If you believe that you’re struggling with depression, the first thing you need to do is talk to God about it. Determine if you’ve really accepted Christ as Savior of your life. It’s easy to feel hopeless if there’s a God-shaped void in your life. Make sure you know when you were saved.

Next, seek Godly counsel. Meet with a more mature Christian than you (preferably your pastor). They often can see things in our lives that we cannot see ourselves. It can be easy to confuse spiritual conviction and doubt with depression. Even if they are unsure of how to counsel you, because they are a Christian, they can pray for you.

Only after seeking Godly counsel would I recommend seeing a doctor. I have nothing against doctors, but it seems that it is becoming harder and harder to find Christian doctors these days. All too often, doctors write prescriptions, without stopping to evaluate if there is a spiritual problem first. That is why it is so important to see a Christian doctor for this. Sometimes depression is caused by a hormonal imbalance (as in post-partum depression, which is widely misunderstood); and in those types of instances, medication may help to balance things out.

The main thing I would stress is to stay in the Word. Really make an effort to read it consistently. Whether it be a chapter a day or more….developing the habit is key. I know that that sounds elementary, but when I’m down – that is usually when I have the hardest time reading my Bible daily. Once that habit is there – if I still make effort to sit down with my Bible, those are often the days that God chooses to show me something that will really encourage and bless me.

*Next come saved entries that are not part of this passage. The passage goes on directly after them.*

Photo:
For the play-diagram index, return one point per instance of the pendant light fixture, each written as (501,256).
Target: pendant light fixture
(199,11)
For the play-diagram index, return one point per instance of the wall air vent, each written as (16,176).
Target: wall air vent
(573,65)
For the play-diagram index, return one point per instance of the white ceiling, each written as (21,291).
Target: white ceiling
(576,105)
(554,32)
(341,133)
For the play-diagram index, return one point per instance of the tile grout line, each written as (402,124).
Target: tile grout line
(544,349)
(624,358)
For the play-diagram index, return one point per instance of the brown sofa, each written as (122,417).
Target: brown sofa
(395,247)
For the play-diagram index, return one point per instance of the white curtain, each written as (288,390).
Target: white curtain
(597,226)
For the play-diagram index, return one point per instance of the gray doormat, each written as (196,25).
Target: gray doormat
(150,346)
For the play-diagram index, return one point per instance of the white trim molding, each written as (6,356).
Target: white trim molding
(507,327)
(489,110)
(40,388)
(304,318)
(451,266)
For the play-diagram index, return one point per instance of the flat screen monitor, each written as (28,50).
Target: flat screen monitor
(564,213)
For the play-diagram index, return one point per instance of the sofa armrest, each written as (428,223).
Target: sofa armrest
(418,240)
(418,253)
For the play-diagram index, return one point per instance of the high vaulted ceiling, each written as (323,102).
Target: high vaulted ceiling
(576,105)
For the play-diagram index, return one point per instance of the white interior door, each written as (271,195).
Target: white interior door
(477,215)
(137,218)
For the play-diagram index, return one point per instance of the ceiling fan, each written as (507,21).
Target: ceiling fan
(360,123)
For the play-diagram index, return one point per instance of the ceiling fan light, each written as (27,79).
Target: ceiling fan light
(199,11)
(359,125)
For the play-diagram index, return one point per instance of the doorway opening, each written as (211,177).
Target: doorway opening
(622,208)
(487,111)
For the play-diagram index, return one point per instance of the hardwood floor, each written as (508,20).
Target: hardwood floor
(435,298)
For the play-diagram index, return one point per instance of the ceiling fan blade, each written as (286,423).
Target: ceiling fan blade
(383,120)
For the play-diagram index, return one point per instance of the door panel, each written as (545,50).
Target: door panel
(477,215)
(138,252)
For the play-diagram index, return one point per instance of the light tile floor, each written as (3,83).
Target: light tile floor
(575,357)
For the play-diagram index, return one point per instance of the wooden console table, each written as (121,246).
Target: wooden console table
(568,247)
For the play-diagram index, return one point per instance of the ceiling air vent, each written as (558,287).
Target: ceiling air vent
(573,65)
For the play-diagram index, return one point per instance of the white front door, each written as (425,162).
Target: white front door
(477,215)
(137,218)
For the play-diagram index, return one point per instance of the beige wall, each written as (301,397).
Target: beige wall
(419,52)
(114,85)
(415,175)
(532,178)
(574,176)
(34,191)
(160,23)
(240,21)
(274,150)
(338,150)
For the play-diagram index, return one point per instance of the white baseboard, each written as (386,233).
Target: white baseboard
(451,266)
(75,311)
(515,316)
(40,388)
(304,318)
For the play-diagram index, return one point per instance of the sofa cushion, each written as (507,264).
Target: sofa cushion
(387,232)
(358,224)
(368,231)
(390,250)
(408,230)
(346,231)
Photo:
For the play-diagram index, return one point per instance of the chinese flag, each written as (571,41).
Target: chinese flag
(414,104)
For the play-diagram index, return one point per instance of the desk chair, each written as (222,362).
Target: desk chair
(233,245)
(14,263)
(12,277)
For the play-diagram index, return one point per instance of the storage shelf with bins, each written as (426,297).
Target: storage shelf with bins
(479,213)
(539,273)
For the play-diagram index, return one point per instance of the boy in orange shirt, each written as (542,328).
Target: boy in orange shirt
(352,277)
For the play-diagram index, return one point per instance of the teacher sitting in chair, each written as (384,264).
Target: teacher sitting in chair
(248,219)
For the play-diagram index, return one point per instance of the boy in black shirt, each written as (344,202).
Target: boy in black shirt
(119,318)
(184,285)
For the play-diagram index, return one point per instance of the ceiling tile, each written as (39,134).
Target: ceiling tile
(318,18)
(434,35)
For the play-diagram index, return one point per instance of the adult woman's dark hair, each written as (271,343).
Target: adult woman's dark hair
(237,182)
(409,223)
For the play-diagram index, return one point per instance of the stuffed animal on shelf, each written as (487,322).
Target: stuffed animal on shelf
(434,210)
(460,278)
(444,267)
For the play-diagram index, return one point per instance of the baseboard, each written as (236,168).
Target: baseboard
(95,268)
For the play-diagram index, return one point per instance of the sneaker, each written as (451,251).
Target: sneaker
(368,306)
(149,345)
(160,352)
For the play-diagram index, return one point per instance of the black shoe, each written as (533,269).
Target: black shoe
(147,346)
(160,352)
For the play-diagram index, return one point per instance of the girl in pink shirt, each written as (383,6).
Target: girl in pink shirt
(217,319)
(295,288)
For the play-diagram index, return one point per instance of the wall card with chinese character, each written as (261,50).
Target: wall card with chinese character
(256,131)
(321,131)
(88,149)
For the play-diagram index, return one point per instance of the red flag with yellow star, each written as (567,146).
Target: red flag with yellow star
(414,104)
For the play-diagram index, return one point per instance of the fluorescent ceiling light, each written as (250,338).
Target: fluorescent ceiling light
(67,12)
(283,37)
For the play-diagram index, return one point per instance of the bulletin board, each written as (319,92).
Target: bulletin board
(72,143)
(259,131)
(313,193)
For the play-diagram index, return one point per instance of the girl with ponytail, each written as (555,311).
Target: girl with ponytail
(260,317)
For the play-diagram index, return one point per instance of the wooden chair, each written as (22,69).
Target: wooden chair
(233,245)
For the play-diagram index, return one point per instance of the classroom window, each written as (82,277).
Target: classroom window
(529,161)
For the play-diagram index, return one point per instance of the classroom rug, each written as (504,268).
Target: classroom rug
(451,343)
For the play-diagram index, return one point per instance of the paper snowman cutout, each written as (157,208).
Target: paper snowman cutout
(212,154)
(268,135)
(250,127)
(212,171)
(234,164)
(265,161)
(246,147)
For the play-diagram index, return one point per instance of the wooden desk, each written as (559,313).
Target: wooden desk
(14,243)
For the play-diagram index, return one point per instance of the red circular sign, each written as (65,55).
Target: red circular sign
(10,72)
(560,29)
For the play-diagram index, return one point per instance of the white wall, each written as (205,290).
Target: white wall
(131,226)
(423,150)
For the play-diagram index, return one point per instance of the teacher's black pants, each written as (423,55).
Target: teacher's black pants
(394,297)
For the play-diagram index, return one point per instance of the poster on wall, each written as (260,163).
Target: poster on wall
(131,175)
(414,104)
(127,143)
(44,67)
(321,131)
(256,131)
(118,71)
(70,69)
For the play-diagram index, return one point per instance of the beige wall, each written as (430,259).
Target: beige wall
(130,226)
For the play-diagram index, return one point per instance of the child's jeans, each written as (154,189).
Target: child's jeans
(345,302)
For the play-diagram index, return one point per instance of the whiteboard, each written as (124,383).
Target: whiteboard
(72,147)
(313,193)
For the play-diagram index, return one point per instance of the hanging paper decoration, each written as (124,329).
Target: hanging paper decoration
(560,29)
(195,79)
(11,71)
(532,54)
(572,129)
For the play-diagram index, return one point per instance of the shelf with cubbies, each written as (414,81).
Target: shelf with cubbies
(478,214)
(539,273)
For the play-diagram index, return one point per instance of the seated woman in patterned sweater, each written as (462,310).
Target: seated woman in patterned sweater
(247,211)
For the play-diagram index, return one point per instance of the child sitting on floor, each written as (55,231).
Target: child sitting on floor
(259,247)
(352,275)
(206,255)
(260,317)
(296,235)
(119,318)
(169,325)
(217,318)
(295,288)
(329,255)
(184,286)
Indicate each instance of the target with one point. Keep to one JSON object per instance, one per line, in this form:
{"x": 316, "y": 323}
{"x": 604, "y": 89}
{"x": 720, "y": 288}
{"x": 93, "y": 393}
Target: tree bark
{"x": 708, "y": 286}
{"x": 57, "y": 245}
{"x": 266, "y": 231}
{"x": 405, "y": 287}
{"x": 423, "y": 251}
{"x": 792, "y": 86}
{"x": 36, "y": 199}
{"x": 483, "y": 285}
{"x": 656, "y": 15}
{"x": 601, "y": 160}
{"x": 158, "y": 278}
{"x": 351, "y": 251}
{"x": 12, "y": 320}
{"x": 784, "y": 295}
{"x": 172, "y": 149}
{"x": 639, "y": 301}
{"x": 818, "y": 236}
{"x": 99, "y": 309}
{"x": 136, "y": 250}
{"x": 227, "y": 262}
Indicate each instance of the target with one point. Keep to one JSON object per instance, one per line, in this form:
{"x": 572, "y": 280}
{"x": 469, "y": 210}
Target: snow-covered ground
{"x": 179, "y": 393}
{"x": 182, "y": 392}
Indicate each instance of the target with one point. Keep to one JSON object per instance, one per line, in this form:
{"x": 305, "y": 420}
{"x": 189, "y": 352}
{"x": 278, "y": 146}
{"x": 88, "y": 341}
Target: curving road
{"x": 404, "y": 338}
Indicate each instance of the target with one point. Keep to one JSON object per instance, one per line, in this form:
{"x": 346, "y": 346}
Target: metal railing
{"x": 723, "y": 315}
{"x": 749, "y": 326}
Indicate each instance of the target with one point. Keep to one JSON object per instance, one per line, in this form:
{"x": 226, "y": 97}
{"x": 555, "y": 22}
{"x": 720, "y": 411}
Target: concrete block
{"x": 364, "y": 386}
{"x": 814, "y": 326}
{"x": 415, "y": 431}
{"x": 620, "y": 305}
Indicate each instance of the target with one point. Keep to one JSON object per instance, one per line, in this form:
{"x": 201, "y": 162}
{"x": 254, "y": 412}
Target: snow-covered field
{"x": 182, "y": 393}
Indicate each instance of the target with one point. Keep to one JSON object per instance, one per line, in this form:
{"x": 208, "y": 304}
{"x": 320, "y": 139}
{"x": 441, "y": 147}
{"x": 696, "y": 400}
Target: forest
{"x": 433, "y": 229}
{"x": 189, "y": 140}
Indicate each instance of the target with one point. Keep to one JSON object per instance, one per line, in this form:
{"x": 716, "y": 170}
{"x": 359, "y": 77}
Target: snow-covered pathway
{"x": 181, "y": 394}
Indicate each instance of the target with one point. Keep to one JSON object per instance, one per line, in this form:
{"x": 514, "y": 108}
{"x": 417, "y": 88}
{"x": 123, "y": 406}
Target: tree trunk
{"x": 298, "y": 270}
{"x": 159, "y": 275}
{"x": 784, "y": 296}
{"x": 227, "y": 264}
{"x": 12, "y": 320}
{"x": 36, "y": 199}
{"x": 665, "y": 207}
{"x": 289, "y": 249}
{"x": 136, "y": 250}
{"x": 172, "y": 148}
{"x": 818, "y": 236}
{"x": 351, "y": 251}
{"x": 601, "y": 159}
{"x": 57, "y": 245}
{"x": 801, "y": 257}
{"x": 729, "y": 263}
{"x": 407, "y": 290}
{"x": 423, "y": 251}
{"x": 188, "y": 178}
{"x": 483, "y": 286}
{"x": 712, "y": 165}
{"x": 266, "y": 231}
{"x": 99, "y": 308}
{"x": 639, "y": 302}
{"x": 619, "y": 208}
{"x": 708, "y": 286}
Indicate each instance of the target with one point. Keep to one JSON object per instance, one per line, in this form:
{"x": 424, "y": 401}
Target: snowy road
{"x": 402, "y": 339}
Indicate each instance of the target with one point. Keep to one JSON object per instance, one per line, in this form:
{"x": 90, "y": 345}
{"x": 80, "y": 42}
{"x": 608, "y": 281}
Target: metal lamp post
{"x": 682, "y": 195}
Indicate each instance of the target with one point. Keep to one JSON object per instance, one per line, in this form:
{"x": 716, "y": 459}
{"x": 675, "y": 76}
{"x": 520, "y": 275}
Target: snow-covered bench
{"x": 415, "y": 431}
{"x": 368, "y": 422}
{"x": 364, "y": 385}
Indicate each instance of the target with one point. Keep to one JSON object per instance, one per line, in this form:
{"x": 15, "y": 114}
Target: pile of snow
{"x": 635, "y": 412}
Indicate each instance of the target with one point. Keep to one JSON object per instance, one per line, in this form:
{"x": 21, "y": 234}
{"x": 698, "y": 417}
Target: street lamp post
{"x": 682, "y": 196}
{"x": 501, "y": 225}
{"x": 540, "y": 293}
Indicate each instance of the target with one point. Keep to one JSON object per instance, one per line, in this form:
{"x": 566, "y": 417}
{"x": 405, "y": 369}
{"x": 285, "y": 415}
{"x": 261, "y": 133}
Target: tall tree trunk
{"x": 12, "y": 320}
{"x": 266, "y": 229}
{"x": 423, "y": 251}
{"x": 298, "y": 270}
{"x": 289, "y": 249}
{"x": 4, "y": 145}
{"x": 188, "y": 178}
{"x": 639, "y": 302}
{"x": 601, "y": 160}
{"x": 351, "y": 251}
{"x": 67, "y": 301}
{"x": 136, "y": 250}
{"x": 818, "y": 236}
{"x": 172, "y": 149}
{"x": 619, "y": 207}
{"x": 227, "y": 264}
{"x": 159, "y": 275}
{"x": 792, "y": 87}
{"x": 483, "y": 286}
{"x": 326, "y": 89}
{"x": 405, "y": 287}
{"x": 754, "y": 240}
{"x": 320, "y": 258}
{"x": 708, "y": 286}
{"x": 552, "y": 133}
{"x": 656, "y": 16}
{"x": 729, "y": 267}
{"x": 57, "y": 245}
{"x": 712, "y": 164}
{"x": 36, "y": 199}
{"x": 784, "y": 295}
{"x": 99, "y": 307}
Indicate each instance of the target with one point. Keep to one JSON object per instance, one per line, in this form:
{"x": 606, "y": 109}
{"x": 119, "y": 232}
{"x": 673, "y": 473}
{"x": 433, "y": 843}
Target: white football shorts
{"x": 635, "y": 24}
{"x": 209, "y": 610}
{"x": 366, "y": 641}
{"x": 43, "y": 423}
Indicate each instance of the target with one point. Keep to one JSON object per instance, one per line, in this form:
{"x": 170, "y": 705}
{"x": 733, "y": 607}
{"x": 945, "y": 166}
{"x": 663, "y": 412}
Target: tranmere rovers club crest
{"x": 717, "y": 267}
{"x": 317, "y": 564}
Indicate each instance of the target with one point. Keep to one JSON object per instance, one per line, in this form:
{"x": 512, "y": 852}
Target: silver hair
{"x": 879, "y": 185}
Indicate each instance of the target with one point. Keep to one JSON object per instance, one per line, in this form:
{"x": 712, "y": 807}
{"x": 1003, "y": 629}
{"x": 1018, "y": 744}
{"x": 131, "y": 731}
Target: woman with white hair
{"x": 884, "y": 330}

I try to meditate on verses when I get discouraged. Right now I’m working on memorizing Psalm 121. When things get bad (I mean panic-attack, world-closing-in-on-me bad), I just repeat verses back to myself over and over and over. For me – one that really helps is Psalm 121:1 – “I will lift up mine eyes unto the hills, from whence cometh my help.” It reminds me that my help comes from the Lord – and that He is in charge no matter how bad things may seem to me.

And you know what? Since I got saved, things have been a LOT better!